Cover for Burial RitesBest Book of the Week!

Based on the true story of the last woman to be executed in Iceland, Burial Rites is an unusual and original novel.

Agnes Magnúsdóttir has been found guilty of the murder of her employer, Natan Ketílsson, and another man when the novel begins. There is no doubt that Fridrik Sigurdsson committed the act, but Agnes and her fellow servant Sigrídur Gudmundsdóttir have also been found guilty on little more evidence than that they were present at the scene. The younger, prettier Sigrídur, who was Natan’s mistress and Fridrik’s fiancée, is being considered for a pardon, but Agnes is not.

Because Iceland does not apparently have facilities for housing criminals at the time, the District Commissioner Björn Blöndal decides to lodge Agnes until her execution at Kórnsa, the farm of the District Officer of Vatnsdalur, Jón Jónsson. Agnes has requested that the young Reverend Thorvardur Jónsson, newly ordained, supervise her spiritual welfare.

Jón Jónsson’s wife and daughter are horrified to learn they are to have a convicted murderess in their house. Reverend Jónsson, known as Tóti, is confused, feeling insufficiently experienced for the task and unaware that he has already met Agnes.

We first see Agnes on her way to Kórnsa. She has been kept in a storeroom, living in filth and seldom fed, since her conviction. When she arrives at the farm, she seems almost subhuman, grimy and greasy and so thirsty that she gulps down some dirty dishwater given her to wash in. Slowly, through her hard work and unobjectionable demeanor and their own basic decency, the family comes to believe Agnes may not be guilty of the crime.

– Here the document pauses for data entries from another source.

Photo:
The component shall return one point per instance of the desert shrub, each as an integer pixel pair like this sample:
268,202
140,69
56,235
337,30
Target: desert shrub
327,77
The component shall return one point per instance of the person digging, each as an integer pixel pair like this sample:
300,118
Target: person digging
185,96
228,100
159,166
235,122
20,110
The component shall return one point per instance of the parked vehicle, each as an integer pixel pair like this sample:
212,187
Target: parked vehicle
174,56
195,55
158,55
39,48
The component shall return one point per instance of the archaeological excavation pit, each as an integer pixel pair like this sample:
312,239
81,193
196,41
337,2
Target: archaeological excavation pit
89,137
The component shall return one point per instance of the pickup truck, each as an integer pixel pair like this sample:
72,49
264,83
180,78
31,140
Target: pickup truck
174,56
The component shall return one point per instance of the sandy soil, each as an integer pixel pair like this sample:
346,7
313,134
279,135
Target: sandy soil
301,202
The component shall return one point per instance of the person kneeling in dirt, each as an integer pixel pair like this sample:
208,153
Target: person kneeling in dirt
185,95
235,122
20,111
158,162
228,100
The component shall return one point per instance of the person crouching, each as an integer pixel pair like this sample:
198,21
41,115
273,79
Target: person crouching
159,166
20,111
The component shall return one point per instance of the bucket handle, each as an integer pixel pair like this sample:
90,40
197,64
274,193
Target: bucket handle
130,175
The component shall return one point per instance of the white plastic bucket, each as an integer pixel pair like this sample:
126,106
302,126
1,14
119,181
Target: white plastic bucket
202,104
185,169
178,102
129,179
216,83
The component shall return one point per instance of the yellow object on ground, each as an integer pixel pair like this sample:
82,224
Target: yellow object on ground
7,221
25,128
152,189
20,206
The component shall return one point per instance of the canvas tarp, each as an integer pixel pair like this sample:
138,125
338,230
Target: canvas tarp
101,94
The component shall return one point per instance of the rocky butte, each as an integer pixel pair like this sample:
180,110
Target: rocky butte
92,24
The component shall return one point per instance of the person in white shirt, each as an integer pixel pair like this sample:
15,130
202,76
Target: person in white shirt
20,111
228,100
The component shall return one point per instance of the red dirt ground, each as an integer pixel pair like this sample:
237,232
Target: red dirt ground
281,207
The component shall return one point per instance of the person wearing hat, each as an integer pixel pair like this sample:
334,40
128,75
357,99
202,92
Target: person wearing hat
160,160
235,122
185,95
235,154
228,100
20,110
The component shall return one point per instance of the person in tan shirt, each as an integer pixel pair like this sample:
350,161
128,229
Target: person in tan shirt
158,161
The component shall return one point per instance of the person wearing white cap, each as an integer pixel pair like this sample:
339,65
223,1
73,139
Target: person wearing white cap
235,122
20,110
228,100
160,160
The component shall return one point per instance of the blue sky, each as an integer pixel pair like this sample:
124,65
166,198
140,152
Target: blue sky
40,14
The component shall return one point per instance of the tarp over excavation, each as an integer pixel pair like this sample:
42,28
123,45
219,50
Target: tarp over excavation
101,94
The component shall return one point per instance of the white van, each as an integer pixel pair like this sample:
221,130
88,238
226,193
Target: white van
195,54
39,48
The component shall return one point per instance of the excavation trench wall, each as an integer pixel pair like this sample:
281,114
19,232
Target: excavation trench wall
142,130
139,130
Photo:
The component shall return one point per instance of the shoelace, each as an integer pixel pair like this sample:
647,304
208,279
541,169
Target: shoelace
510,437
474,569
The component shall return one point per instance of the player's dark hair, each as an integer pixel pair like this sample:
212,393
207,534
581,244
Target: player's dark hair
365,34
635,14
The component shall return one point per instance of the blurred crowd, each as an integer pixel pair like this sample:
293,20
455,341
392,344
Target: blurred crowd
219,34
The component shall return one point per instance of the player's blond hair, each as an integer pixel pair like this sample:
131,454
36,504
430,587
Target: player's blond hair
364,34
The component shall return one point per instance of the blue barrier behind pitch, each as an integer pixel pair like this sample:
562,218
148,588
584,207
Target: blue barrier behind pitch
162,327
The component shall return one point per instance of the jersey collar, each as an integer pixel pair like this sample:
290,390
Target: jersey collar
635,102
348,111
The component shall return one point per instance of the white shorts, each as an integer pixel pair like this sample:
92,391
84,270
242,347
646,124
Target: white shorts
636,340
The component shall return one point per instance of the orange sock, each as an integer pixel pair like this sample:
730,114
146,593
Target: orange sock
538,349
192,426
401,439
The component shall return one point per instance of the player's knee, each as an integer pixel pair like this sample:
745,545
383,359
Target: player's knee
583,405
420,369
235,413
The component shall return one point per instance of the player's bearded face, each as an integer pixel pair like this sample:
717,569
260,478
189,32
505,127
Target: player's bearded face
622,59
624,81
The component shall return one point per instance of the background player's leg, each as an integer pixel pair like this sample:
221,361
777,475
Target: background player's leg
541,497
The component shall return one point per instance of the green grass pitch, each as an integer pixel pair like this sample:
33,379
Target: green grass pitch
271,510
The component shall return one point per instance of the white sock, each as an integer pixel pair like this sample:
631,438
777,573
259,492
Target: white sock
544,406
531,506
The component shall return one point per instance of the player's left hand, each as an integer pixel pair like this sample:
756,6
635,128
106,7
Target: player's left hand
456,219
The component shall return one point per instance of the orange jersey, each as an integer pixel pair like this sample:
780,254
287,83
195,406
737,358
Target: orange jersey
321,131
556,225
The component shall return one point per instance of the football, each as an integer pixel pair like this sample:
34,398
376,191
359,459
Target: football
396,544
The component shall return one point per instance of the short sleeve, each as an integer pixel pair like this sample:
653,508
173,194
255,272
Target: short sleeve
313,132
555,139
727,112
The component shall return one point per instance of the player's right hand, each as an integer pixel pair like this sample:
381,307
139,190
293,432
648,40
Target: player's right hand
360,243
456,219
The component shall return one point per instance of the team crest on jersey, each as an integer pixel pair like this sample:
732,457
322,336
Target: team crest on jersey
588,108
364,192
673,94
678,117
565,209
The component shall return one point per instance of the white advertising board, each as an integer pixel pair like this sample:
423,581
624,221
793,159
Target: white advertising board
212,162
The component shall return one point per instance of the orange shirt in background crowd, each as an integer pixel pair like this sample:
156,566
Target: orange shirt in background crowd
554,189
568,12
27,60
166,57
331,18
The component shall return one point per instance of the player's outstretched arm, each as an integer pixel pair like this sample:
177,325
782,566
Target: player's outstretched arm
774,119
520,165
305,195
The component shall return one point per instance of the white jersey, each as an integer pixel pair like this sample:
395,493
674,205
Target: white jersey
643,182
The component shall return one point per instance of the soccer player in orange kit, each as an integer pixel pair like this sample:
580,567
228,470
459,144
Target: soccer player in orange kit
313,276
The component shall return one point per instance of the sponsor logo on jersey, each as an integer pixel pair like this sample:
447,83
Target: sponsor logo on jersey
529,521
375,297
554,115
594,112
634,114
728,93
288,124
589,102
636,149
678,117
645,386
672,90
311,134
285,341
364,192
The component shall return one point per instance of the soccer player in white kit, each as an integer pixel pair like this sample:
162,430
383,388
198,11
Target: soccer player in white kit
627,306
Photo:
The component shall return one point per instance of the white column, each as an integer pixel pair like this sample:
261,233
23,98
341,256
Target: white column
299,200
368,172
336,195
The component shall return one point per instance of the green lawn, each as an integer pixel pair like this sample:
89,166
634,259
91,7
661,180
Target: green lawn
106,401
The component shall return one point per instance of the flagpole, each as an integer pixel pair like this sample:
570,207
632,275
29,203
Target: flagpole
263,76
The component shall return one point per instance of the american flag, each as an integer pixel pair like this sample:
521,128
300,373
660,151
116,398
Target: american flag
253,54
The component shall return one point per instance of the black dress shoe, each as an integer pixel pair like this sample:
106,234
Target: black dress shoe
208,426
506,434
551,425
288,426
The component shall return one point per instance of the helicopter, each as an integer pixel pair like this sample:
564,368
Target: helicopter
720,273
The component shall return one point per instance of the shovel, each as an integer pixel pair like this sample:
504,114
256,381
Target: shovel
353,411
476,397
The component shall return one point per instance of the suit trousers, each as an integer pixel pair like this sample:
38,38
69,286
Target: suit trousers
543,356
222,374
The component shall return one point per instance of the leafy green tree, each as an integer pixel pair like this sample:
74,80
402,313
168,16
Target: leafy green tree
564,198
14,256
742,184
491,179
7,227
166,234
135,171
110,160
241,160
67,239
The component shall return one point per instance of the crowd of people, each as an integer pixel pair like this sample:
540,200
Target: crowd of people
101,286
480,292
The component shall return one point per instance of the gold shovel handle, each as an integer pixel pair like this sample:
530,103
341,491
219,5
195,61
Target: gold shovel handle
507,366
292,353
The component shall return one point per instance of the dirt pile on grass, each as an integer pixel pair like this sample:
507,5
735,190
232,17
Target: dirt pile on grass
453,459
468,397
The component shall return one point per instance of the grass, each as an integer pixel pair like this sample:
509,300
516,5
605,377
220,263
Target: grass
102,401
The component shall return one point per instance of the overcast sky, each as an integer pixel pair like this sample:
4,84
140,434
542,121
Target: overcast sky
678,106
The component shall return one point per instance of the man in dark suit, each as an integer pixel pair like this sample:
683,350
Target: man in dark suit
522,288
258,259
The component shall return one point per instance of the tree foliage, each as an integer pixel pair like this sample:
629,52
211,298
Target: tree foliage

Although the focus of this novel is the life on the farm and the evolving relationship between Agnes and the family of Jón Jónsson, we eventually learn the truth about the crime, as Agnes confides it to Tóti and the family.

Kent’s gift is for depicting the hard life of 19th century Iceland—the merciless fate of itinerant servants, the prevalence of gossip and superstition, the brutal conditions and physically demanding work. Kent also describes the mental landscape of Agnes, her memories, thoughts, and nighttime dreams, and less frequently those of Margrét, Jón Jónsson’s wife, and of Tóti.

This novel is evocatively written in beautiful, spare prose. It tells a heartbreaking and haunting story.